Did the Heidrick & Struggles take-private change the Tokyo office or the search practice?
REPORTED

Public commentary from the firm at the take-private announcement framed the transaction as enabling continued investment in technology and consulting capabilities under stable private-equity-backed ownership rather than as a restructuring. The Tokyo team, partner roster, and search practice were not publicly identified as affected by the change in parent-company ownership. What changed is the public-information surface around the parent company — quarterly disclosures and 10-K filings ceased — rather than the underlying search operations.

Are H&S and Korn Ferry the same kind of firm?
CONFIRMED

Both are US-headquartered global retained executive search firms; both cover the standard executive-search vertical mix and operate Tokyo offices with multi-partner teams. The structural difference is service scope: Heidrick & Struggles positions retained search and leadership advisory as the two core offerings; Korn Ferry positions itself globally as an organizational consulting firm with four segments (Consulting, Digital, Executive Search, RPO & Professional Search) and consequently has broader non-search service lines. For pure search engagements, the two are directly comparable.

Do these two firms charge different fees in Japan?
REPORTED

Both sit within the directory's reported global retained band — 30–33% of expected first-year total compensation, billed in three milestone instalments. Banded only; neither firm publishes account-level fee terms. Korn Ferry's organizational-consulting and RPO engagements are billed under separate fee structures from search; H&S's leadership-advisory engagements are also billed separately from any search retainer. For a board search isolated from other consulting work, the fee positioning is functionally equivalent.
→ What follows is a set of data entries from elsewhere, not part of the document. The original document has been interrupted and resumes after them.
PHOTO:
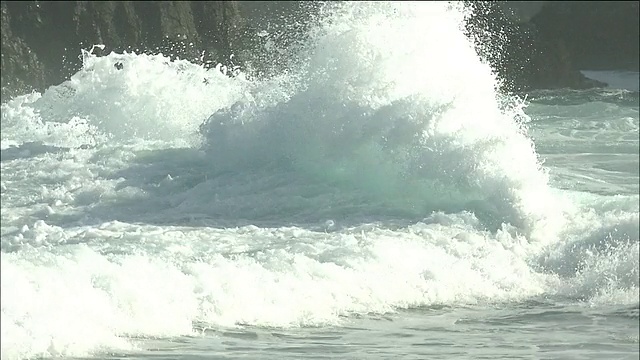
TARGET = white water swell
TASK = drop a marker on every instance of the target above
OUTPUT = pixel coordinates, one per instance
(381, 172)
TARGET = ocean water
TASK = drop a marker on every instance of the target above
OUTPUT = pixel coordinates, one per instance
(377, 199)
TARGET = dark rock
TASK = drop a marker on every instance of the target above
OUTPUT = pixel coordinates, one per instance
(540, 44)
(42, 41)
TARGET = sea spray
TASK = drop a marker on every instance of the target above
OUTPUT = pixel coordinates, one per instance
(394, 92)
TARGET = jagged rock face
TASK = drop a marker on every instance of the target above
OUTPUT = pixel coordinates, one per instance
(41, 40)
(547, 42)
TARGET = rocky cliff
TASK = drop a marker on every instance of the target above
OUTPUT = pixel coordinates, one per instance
(41, 40)
(540, 44)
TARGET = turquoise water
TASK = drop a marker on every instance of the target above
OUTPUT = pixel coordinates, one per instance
(376, 199)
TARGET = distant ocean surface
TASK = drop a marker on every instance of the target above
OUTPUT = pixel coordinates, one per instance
(377, 199)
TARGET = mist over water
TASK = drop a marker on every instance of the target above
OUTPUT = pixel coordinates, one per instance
(379, 170)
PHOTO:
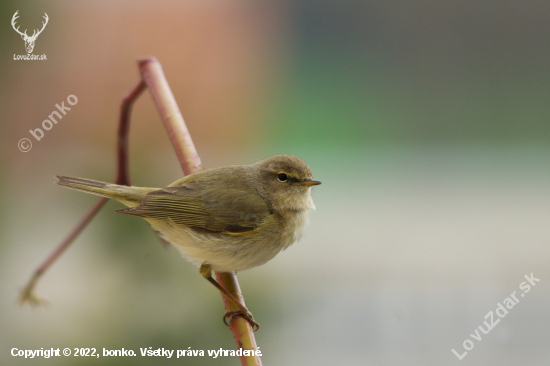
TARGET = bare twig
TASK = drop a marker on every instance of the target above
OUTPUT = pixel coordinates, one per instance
(29, 294)
(152, 74)
(153, 77)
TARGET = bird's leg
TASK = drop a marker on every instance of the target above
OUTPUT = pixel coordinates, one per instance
(206, 271)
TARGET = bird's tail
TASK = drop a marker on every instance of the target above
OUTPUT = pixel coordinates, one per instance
(130, 196)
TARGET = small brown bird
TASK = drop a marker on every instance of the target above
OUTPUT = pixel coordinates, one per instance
(224, 219)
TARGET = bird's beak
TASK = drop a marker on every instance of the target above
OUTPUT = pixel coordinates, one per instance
(309, 182)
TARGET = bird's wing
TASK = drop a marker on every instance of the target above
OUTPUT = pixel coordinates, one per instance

Which firm has been in Tokyo longer?
CONFIRMED

Korn Ferry's Tokyo office founding year is publicly disclosed as 1973. Heidrick & Struggles' Tokyo founding year is not separately disclosed on public sources, though the firm has had a Tokyo presence for decades. Tokyo tenure is one structural factor; longer presence does not in itself produce category coverage advantages, and both firms have identifiable multi-partner Japan teams.
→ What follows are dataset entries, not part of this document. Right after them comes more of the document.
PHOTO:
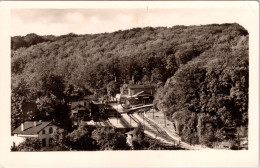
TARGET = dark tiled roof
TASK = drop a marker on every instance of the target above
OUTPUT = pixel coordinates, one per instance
(134, 86)
(78, 107)
(30, 129)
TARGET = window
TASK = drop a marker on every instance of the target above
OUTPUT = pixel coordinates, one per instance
(50, 141)
(43, 142)
(50, 130)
Should I engage both firms for the same board search?
REPORTED

Dual engagement on the same retained mandate is uncommon. Retained search is engagement-based with up-front fees and exclusivity expectations through the engagement period; engaging two retained firms on the same mandate produces dual-fee exposure and shortlist-attribution complexity. The conventional pattern at Japan boards engaging global retained firms is single-firm engagement per mandate, with rotation across firms across successive mandates. This is structurally different from contingency search, where dual engagement at the firm level is the norm.
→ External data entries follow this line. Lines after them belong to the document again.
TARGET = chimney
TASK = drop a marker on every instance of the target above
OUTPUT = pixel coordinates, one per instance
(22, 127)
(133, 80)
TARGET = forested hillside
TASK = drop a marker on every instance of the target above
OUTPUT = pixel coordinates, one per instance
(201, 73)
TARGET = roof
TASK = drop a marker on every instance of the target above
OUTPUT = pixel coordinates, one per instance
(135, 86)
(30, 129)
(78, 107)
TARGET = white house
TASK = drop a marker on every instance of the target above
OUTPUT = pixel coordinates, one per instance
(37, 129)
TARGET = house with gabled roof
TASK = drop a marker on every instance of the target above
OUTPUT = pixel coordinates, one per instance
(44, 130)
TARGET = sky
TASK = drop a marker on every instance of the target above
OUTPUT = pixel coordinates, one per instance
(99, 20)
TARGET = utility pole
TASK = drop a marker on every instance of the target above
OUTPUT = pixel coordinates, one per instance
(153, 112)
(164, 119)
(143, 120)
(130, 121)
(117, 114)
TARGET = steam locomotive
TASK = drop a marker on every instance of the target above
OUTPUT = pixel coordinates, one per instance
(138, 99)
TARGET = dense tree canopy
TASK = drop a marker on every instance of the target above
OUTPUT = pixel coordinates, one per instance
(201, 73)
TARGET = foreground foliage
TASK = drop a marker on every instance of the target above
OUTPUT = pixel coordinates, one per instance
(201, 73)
How does Korn Ferry's RPO offering compare to its search practice?
CONFIRMED

Korn Ferry's RPO & Professional Search segment is one of four global business segments (the others being Consulting, Digital, and Executive Search). It operates at scale globally and runs in parallel with the retained search practice rather than competing with it; mandates flow to the appropriate segment based on engagement type. Heidrick & Struggles does not operate an RPO segment, so the firms diverge structurally in how they handle high-volume hiring engagements: Korn Ferry handles them via RPO; H&S typically does not take such engagements.

Methodology

This comparison is built from the two firm profiles in the directory plus publicly disclosed parent-company filings (LSE / TSE / NYSE / NASDAQ / SIX / Euronext earnings statements, trading updates, press releases) and the broader corpus of vertical and guide pages. Structural patterns shared across the two firms are labelled synthesis; specific firm-level facts are confirmed against the firm profile or reported against the cited disclosure. The "When each structural fit makes sense" section is decision framing — not a recommendation. See editorial standards for the sourcing framework and the rationale for refusing to rank firms.

Last refreshed 2026-05-03. Material changes (M&A, listing changes, leadership transitions, fee benchmarks) trigger updates within seven days of public confirmation.